演出はマキノノゾミさん、劇団M.O.P の主催者だそうである。ウェイター役の神農直隆さんはこの所属である。この演出には絶大な拍手を送りたい。今までにみた「翻訳劇」でもっとも違和感がなかった。もちろん翻訳がこなれていたということもあるだろうし、役者が凄腕ぞろいだったということもあるだろうが、やはり演出の力が大きいと思う。新劇に特有の大仰な台詞回し、動作が皆目なかったのも、違和感のなさに貢献しているのは間違いない。あの大仰さには白けてしまうから。

違和感がないというけれど、「日本で舞台に乗せる」という事実を全く認識していなかったわけはない。だからそぐわないところは捨象しつつより効果的な演出を心がけたにちがいない。

でもその「日本化」が逆に本国、英国の舞台そのものに近いのだ。途中からまるでウェストエンドの劇場にいるような気分になった。
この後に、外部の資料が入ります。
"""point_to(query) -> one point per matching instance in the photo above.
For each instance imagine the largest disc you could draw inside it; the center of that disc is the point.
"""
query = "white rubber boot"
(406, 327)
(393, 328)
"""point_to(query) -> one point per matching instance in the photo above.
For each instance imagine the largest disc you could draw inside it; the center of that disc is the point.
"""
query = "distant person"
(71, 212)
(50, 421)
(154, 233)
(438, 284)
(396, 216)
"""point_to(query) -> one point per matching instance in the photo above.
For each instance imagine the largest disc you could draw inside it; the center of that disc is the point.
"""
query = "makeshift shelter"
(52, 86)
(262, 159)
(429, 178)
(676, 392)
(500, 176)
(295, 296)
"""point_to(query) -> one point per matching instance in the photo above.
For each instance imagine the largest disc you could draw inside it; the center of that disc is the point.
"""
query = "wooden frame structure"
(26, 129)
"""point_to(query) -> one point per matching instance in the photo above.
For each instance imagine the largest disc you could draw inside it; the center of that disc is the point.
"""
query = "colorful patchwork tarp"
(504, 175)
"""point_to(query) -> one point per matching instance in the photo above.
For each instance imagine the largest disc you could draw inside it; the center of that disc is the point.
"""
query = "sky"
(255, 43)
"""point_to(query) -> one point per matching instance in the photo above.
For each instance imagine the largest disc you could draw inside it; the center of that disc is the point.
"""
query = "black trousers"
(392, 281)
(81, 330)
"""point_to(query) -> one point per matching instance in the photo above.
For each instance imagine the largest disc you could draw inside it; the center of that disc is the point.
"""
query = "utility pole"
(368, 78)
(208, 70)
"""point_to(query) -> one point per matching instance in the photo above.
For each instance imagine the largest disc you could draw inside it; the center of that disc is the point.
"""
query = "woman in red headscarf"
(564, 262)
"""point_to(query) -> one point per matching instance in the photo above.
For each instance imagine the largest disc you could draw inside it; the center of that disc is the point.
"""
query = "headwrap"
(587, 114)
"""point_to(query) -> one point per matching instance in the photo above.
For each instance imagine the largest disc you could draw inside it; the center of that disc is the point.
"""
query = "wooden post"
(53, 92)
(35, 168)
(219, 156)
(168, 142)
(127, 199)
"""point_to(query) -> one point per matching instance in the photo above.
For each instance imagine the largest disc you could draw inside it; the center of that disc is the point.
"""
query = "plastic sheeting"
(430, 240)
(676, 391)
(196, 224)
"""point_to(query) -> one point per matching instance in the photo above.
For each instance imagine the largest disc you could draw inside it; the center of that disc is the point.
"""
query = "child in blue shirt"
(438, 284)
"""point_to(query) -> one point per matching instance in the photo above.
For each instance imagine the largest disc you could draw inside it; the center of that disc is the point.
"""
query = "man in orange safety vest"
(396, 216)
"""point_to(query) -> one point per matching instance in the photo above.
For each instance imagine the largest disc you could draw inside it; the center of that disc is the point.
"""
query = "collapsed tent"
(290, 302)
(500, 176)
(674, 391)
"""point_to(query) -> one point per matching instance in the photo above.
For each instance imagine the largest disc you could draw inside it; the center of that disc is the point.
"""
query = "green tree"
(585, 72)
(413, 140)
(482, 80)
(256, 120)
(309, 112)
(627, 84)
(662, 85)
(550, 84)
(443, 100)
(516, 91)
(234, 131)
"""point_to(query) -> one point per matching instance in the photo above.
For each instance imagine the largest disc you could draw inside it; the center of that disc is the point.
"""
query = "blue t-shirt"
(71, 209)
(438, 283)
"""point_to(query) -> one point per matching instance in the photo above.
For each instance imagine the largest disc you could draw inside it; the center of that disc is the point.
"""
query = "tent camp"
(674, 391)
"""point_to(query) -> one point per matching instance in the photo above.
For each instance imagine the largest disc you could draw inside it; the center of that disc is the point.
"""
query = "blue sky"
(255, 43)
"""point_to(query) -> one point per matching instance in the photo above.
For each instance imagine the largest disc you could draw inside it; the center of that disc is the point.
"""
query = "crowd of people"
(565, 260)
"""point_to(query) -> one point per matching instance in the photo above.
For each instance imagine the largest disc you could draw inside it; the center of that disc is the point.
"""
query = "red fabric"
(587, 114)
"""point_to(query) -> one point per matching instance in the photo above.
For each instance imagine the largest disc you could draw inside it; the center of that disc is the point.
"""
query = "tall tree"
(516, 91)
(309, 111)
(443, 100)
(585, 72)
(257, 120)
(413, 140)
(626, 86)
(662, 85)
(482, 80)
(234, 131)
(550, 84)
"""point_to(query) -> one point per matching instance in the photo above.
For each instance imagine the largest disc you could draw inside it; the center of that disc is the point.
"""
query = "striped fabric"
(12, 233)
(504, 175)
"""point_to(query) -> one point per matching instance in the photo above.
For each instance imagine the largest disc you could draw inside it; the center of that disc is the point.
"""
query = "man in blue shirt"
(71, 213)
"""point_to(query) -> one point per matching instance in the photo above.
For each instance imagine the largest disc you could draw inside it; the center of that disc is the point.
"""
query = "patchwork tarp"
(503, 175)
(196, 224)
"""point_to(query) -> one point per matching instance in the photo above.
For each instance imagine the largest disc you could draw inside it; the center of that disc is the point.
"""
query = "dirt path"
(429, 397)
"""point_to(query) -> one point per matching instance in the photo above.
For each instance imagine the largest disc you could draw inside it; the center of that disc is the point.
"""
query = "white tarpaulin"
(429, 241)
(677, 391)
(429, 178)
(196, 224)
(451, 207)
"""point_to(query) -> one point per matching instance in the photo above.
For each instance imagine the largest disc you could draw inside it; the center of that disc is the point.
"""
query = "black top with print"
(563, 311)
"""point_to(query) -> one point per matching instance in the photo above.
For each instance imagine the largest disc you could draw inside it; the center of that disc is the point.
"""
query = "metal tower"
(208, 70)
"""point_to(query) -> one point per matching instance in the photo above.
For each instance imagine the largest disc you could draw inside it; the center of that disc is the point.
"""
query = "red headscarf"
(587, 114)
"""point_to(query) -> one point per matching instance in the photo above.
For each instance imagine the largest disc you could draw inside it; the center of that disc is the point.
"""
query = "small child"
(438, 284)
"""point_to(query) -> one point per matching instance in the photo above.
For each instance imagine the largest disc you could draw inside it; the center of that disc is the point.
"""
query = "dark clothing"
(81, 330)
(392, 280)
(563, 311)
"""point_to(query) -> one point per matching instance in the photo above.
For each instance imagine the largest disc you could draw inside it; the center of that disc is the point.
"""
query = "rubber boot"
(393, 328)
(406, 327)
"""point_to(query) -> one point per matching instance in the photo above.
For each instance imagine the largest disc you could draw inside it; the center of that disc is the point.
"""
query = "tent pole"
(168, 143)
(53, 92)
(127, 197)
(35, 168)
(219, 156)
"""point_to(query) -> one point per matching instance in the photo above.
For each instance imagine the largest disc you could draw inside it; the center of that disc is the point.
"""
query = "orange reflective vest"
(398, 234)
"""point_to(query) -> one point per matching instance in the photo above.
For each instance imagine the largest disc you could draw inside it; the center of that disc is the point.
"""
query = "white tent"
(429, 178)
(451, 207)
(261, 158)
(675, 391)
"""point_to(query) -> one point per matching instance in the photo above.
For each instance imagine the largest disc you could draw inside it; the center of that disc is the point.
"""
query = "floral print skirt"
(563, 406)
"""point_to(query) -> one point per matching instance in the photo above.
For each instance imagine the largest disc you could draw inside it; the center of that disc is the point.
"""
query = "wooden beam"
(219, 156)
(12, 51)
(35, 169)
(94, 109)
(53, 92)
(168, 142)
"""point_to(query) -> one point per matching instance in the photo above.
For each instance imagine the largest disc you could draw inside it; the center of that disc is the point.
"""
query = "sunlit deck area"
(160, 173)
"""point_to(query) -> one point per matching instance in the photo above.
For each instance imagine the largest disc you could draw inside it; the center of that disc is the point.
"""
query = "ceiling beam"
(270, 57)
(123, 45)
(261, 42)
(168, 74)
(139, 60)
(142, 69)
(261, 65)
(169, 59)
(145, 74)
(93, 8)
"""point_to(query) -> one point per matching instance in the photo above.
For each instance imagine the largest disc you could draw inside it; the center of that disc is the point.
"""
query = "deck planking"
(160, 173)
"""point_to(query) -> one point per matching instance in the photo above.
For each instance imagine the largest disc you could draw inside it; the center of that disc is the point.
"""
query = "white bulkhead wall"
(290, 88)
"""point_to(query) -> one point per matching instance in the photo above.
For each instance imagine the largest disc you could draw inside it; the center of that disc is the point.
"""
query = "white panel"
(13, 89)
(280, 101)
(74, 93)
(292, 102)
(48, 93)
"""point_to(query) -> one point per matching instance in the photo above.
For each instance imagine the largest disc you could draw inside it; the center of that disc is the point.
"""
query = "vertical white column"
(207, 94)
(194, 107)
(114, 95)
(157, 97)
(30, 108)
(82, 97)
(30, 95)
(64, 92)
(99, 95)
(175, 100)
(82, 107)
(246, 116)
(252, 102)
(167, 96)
ウェストエンドの決してきれいとはいいがたい雑然とした舞台、今日の舞台よりひとまわり小さい舞台での役者たちの様子が浮かんできて、今日の舞台に重なった。

この作品はカワード晩年 (1966) の三部作、Suite in Three Keys の一つであり(他の二つは、Shadows of the Evening; Come into the Garden, Maud )、カワードの従来の作品とはかなり毛色が違うらしい。そういえば以前に彼のHay Feverをロンドンでみたことがあるが、これは喜劇だった。こんなに重いテーマを扱ってはいなかった。
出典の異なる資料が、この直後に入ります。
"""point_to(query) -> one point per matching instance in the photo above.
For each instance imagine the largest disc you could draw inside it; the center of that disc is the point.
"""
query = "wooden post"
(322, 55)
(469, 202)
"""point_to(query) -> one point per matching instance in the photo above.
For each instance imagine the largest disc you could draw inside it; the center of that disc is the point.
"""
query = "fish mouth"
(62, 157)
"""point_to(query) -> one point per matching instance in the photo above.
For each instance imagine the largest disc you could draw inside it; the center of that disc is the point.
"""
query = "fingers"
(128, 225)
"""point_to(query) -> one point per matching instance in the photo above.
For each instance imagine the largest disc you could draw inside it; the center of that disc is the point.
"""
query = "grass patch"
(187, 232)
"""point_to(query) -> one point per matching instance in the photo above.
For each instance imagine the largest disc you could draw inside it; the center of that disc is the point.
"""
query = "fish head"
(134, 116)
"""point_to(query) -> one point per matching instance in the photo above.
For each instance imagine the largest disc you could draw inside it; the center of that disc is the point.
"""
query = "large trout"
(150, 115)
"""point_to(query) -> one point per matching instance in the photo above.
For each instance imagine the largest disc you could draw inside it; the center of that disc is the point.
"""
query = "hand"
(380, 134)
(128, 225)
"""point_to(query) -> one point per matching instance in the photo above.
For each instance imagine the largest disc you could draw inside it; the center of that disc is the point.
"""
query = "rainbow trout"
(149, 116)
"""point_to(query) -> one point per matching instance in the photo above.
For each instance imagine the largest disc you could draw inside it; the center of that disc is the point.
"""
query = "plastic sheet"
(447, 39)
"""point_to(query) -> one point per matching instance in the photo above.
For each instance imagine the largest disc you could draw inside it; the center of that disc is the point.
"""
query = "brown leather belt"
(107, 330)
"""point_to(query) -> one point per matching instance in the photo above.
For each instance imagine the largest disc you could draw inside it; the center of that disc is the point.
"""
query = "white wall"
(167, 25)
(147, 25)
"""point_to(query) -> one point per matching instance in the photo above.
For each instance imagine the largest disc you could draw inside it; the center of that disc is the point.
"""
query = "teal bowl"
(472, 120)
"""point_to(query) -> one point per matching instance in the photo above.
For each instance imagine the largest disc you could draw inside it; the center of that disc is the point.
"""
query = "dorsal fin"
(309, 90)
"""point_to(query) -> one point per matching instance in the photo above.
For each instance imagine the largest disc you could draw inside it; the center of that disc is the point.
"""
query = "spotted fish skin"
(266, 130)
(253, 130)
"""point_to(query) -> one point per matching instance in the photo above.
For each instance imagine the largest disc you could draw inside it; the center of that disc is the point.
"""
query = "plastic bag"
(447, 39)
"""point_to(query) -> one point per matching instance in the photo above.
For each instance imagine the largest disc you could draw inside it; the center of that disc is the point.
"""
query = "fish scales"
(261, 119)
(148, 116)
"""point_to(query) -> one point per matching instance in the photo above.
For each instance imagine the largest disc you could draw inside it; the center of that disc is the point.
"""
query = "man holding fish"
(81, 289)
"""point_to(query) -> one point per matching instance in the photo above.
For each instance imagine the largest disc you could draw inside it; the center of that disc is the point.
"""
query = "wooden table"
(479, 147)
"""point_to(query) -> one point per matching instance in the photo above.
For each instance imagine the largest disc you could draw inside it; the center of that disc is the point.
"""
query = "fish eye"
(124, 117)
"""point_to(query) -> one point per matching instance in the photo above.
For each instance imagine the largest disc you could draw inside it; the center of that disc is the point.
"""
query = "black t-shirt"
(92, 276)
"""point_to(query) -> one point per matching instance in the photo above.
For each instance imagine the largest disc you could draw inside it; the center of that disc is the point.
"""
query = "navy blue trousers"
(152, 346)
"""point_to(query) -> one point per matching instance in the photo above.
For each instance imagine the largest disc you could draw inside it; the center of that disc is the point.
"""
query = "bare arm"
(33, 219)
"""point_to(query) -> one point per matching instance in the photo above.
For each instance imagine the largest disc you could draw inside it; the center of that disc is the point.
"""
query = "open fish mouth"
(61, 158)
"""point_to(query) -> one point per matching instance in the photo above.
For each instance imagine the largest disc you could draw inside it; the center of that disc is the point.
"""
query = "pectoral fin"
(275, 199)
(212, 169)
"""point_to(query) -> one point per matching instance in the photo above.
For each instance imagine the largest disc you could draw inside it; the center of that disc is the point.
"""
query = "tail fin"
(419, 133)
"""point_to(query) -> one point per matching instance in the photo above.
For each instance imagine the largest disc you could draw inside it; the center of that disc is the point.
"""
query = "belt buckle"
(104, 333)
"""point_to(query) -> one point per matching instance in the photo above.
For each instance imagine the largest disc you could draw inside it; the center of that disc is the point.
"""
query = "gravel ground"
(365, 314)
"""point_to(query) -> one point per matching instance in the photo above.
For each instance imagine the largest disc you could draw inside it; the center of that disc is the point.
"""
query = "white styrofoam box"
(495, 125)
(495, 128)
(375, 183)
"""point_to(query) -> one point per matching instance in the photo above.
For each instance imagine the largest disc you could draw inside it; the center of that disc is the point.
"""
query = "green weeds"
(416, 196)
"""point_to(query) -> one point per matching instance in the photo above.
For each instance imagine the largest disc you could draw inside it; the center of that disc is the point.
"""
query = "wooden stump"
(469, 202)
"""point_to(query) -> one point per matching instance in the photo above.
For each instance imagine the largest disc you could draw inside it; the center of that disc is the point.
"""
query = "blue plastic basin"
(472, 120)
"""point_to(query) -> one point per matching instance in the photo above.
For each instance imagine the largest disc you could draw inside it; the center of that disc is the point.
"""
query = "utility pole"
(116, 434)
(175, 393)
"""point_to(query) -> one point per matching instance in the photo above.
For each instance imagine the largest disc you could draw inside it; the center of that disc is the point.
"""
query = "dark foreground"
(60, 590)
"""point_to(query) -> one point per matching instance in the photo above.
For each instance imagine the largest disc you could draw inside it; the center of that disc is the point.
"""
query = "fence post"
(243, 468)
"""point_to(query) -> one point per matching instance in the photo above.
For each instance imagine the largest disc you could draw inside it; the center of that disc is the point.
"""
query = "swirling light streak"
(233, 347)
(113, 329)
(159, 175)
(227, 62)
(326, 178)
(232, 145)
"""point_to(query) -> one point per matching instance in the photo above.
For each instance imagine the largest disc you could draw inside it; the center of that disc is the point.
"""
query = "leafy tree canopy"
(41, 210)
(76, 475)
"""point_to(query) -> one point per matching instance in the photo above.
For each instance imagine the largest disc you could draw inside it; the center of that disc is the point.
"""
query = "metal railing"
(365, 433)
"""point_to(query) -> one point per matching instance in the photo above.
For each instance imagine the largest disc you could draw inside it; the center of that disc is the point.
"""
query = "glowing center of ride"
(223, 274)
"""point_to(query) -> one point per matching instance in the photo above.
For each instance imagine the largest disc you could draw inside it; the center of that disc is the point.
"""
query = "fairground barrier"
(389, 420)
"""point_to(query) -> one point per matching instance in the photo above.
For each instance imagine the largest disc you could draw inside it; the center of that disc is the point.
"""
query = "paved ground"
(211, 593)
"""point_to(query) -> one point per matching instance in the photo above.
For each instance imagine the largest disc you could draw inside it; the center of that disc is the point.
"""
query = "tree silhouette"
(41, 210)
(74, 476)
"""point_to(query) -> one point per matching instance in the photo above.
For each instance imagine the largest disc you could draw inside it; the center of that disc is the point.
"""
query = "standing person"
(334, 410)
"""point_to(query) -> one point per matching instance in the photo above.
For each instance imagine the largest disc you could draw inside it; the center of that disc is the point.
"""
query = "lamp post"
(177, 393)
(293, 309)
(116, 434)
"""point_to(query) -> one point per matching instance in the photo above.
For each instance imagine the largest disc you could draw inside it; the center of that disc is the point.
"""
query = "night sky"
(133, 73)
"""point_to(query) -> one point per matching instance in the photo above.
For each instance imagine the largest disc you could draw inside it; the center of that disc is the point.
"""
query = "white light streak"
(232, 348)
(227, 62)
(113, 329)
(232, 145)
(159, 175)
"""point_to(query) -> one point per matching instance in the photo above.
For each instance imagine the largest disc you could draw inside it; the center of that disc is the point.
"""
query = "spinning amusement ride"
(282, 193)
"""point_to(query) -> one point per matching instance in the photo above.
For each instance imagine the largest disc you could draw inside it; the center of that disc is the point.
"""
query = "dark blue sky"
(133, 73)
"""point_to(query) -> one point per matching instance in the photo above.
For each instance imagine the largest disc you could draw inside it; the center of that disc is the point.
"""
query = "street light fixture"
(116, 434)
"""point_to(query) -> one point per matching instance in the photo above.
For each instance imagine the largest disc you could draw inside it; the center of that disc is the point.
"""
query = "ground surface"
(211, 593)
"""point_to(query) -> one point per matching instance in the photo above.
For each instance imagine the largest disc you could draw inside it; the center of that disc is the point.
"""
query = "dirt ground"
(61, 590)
翻訳はこなれていて、台詞に違和感がまったくなかった。ひとつ気になったのは劇中に何回か出てきた「本能と法律のあいだで苦しむ」という台詞である。これはちょっと会話中の台詞としてはそぐわないのではないかと思う。フロイト的なあるいはラカン的な精神分析学的なものをどうしても想像してしまうから。もっとジェネラルなコンテクストでつかっている言葉なら、別の言葉に置き換えた方が良いのではと思った。
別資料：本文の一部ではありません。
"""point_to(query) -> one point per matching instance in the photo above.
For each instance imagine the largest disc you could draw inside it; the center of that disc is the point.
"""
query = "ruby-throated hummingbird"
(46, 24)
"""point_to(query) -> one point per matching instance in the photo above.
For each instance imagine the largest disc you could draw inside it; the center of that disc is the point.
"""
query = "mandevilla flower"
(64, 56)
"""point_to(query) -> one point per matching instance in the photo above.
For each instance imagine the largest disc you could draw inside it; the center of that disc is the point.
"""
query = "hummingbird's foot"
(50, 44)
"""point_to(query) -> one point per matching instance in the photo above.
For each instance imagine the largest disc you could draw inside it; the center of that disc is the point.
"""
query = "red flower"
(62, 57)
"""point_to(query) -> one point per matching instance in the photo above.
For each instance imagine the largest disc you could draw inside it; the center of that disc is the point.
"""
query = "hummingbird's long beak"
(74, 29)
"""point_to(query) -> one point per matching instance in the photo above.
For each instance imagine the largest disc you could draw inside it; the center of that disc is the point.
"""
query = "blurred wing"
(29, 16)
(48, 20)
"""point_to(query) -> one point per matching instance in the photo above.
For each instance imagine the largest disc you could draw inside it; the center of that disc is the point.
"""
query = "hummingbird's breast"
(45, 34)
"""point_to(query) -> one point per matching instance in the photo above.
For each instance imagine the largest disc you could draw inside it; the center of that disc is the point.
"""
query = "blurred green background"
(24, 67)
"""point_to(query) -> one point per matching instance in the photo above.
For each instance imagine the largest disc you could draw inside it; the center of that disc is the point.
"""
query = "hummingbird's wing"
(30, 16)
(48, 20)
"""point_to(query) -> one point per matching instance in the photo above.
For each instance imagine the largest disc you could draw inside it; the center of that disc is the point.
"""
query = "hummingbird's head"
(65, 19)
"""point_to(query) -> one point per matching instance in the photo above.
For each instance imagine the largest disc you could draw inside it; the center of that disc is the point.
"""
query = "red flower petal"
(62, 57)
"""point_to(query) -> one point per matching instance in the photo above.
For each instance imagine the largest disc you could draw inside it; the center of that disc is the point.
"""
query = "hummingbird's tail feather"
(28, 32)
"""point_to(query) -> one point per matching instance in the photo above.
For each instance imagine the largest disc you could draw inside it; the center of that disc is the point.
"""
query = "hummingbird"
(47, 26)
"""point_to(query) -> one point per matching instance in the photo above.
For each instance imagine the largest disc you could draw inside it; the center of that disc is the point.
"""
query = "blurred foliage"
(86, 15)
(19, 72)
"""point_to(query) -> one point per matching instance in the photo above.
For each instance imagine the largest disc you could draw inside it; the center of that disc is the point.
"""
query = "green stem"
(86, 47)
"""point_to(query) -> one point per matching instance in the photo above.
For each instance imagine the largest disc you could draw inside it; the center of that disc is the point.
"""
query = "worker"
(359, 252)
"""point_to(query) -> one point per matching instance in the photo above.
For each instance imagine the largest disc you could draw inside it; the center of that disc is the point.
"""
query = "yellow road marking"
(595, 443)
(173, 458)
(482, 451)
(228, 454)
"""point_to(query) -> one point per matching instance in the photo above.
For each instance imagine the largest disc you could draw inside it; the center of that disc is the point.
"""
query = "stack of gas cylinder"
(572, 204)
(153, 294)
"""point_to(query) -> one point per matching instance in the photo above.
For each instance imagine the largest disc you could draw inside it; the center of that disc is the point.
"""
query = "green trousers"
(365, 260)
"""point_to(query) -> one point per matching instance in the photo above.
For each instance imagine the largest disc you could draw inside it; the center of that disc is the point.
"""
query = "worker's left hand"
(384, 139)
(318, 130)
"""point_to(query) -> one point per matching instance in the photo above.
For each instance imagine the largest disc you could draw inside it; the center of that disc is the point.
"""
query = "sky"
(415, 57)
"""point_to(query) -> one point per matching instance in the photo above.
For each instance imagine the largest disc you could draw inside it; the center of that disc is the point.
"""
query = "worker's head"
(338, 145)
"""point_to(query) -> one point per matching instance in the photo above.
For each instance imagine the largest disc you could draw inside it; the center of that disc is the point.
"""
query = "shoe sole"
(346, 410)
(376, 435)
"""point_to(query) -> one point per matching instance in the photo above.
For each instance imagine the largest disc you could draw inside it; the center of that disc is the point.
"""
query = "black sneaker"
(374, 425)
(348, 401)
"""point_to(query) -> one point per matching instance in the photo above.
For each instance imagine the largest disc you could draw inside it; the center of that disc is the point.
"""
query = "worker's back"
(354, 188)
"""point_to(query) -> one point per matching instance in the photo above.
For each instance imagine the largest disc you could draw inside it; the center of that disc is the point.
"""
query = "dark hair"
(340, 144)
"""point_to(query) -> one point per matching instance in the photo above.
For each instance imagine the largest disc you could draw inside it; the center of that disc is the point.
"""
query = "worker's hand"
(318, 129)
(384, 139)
欧米の演劇に共通していえるのは、台詞劇であることである。台詞の応酬によって成り立っている。それもこの劇のようにウィットと機智に満ちた、そして毒のある皮肉も交えた台詞のめまぐるしい応酬である。この点が日本の劇に移し替えると違和感を感じる最大の点だろう。しかし今回の演劇はあくまでも「西欧」のものであるという基調を崩すことがなかったのが成功した理由だとおもう。ヘンに日本のにおいをもちこまなかったところがよかった。

場面はあくまでもホテルの一室、それもルイ14世のヴェルサイユ宮殿、鏡の間(?)を思わせるような豪華な内装に調度の部屋である。正面ドアを開けると向こうが戸口へと向かう廊下になっているという造りである。この舞台装置は凝っていると同時に、ヒューゴ夫妻がどこか浮き上がっている、しっくりきていない雰囲気を出すのにも貢献していた。

これだけの質のものを日本でみれるとは、全く期待していなかったので驚いたと同時に感銘を受けた。ロンドンでもおなじ演目をみてみたいけど、もっと「泥臭い」感じがするのではと思う。日本の舞台で演じられる「西欧の演劇」という虚構化があるので、この豪華な舞台にもかかわらずシンプリファイされた「能」を連想してしまった。